Jumping ahead with enabling legislation without integrating community planning and investing in making it work may turn out to defeat the whole Nova Scotia project. Leaving Hub School advocates to produce proposals without any visible provincial or school board support likely doomed the pilot projects. Two months after the axe fell, River John hub school promoters are getting the ‘runaround’ in their determined attempts to get someone, somewhere to take responsibility for community renewal.

Will Ontario’s Community Hub initiative suffer the same fate? The prospects look brighter in Ontario for a number of reasons. From the beginning, Nova Scotia’s provincial strategy was essentially reactive, driven by a desire to quell a 2013-14 rural earthquake of widespread and fiercely determined local school closure protests. Community hubs were an idea proposed by “outsiders” and almost reluctantly adopted by Nova Scotia education authorities.

Community hubs are already more accepted and common in Ontario than in Nova Scotia even without the enabling legislation. Some 53 examples of hubs are cited in Pitre’s report, most located in urban and suburban communities rather than rural localities. The big push at Queen’s Park is also coming from Toronto and major population centres with far more political clout.

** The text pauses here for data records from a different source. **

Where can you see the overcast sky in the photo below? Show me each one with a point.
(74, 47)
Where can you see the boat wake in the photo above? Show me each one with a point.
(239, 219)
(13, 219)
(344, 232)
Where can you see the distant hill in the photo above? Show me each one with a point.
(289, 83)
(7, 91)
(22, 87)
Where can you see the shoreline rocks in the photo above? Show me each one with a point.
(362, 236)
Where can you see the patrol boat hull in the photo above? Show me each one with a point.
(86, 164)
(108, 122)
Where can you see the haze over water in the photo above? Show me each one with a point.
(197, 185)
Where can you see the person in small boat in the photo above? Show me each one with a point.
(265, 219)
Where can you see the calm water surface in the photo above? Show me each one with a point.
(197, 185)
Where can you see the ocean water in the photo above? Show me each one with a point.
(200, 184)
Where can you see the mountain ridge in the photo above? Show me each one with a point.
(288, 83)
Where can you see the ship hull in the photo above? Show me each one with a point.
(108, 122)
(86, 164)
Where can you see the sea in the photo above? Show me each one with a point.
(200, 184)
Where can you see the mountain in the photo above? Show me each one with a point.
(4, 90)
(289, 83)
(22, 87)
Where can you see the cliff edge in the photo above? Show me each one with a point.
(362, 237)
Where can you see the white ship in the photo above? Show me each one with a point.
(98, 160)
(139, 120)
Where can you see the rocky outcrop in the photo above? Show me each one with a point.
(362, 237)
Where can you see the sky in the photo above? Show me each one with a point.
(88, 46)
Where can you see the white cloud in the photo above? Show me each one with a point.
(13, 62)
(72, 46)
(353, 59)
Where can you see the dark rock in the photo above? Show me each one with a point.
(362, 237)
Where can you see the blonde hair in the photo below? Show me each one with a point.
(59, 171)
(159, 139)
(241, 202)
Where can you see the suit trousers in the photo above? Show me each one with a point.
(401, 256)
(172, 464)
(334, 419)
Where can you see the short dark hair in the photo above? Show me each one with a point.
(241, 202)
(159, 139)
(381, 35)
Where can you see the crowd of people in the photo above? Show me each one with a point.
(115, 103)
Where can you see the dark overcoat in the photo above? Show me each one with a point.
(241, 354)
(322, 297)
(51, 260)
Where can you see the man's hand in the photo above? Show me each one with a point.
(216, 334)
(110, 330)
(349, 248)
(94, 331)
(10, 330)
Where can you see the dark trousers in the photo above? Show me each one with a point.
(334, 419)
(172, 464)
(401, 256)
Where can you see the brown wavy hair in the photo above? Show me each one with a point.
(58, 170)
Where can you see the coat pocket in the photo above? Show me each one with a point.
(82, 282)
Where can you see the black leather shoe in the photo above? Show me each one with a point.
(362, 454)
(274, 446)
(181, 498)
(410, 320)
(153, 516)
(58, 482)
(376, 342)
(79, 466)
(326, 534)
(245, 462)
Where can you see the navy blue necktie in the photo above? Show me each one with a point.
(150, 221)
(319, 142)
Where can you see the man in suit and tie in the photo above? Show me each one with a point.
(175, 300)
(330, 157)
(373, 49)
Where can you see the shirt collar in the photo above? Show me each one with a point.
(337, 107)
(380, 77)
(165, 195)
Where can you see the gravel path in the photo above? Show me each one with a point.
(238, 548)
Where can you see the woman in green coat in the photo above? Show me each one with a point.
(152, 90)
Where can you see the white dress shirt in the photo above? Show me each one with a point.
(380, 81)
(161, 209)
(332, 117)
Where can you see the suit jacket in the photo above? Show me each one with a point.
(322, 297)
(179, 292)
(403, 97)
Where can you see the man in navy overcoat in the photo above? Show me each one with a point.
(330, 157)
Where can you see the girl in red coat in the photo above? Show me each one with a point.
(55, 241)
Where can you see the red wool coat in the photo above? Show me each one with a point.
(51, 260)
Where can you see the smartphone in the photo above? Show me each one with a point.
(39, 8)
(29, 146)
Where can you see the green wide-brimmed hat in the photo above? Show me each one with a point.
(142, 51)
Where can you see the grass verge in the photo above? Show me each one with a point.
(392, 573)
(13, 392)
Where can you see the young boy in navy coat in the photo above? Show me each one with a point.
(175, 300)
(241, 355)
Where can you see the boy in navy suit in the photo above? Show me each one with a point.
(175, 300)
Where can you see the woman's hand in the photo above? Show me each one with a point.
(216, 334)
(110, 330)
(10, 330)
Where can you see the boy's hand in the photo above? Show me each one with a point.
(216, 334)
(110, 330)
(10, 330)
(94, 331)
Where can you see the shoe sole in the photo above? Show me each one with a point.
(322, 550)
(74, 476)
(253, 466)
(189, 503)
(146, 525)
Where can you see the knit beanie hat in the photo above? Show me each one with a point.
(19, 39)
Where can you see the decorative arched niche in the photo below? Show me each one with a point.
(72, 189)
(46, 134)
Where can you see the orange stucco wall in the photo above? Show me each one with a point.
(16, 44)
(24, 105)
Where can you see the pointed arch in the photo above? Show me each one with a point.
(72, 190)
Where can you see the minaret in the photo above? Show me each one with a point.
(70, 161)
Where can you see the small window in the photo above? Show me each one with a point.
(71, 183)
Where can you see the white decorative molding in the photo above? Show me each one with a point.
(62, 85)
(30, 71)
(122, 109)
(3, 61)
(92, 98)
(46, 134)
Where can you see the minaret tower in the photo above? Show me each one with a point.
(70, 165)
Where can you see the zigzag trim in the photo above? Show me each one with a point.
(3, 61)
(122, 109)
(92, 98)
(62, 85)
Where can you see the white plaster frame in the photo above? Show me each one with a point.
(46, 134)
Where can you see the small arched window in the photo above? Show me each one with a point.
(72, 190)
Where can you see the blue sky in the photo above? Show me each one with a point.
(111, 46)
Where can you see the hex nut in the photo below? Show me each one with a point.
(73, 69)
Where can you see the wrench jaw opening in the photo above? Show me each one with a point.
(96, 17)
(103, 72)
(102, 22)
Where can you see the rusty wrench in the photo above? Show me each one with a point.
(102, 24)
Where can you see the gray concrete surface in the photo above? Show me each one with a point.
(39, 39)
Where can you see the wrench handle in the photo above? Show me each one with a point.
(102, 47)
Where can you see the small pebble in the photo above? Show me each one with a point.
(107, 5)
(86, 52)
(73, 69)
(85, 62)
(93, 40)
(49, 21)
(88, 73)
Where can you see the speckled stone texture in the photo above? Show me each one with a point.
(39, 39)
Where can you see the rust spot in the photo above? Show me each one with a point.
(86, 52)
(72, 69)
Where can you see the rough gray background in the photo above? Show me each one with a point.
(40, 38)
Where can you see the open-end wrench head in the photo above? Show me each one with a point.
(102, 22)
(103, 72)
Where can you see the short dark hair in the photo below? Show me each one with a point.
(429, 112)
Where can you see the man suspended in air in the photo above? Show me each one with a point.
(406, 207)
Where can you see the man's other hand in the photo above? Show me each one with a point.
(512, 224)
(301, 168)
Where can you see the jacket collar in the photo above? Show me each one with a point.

Nova Scotia hub school proponents faced a wall of administrative obstacles and totally unrealistic cost recovery targets, and Ontario is looking instead at clearing away the red tape. In addition, Pitre’s report proposes recognizing the Social Return on Investment (SROI) in hubs. There is a clear recognition that investing in hubs produces social dividends, including lower delinquency rates, better health outcomes, healthier lives for seniors, and higher levels of community trust.

Cage-busting leadership will be required to transform schools and other public buildings into viable community hubs. It starts with tackling the fundamental structural constraints: the need for integrated community planning, the adoption of an integrated cross-departmental service delivery model, and the provision, where needed, of sustainable public funding.

Gaining access to school space is a bigger challenge than finding the keys to Fort Knox. Only a multi-lateral, whole of government approach will break into the educational silo.  At the school level, principals will have to accept broader management responsibilities, including commitments in July and August where today there is no visible “property management.”

Creating viable community hubs is a true test of political and educational leadership. Little or nothing that is sustainable will happen without busting open the “iron cage” of education. Only then will we see community hub schools that fill the glaring local social and community service gaps left by the regionalization of public services.

What’s standing in the way of establishing community hubs in emptying and abandoned public schools? What went wrong in Nova Scotia, the Canadian province first out of the gate with enabling legislation? Will Ontario fare any better with a more comprehensive “whole of government” policy framework?  And where will we find the “cage-busting ” leadership at the provincial, board, and school levels?